Although cervical cancer screening has been available for more than 20 years, about 12,800 new cases were diagnosed and 4,500 related deaths occurred in the United States in the year 2000. Screening can reduce mortality rates by 46 percent, but advanced cases still occur because of false-negative screening test results. New screening techniques that involve liquid-based cytology (LBC) and testing for human papillomavirus (HPV) offer more sensitive screening that may allow for a longer interval between tests. Maxwell and colleagues analyzed the costs and outcomes of new screening methods for cervical cancer to determine the optimal type and interval of screening tests for use in large populations of healthy women.
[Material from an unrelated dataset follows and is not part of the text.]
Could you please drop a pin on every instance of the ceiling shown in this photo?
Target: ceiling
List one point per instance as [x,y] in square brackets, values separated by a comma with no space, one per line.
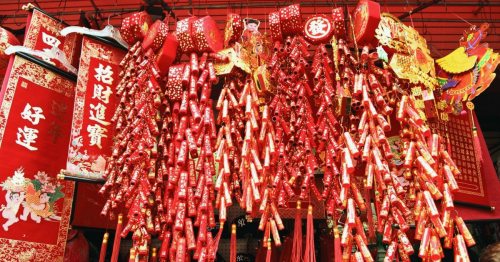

They developed a Markov model, based on the natural history of HPV infection and the etiology of cervical cancer, and applied the model to a theoretic cohort of 100,000 healthy women beginning at 18 years of age and lasting until 85 years. In this cohort, the model was used to predict the cervical cancer mortality and costs associated with three methods of screening (i.e., conventional Papanicolaou [Pap] screening, LBC screening alone, and LBC plus HPV). For each technique, they estimated the implications of screening every year and compared this with screening at two- and three-year intervals.

With no available screening, an estimated 1,001 deaths attributable to cervical cancer would occur in the cohort population. Even the simplest option, conventional Pap screening every three years, reduced this rate to 189 deaths. Pap screening at two- and one-year intervals was estimated to result in 116 and 40 deaths, respectively (see the accompanying table).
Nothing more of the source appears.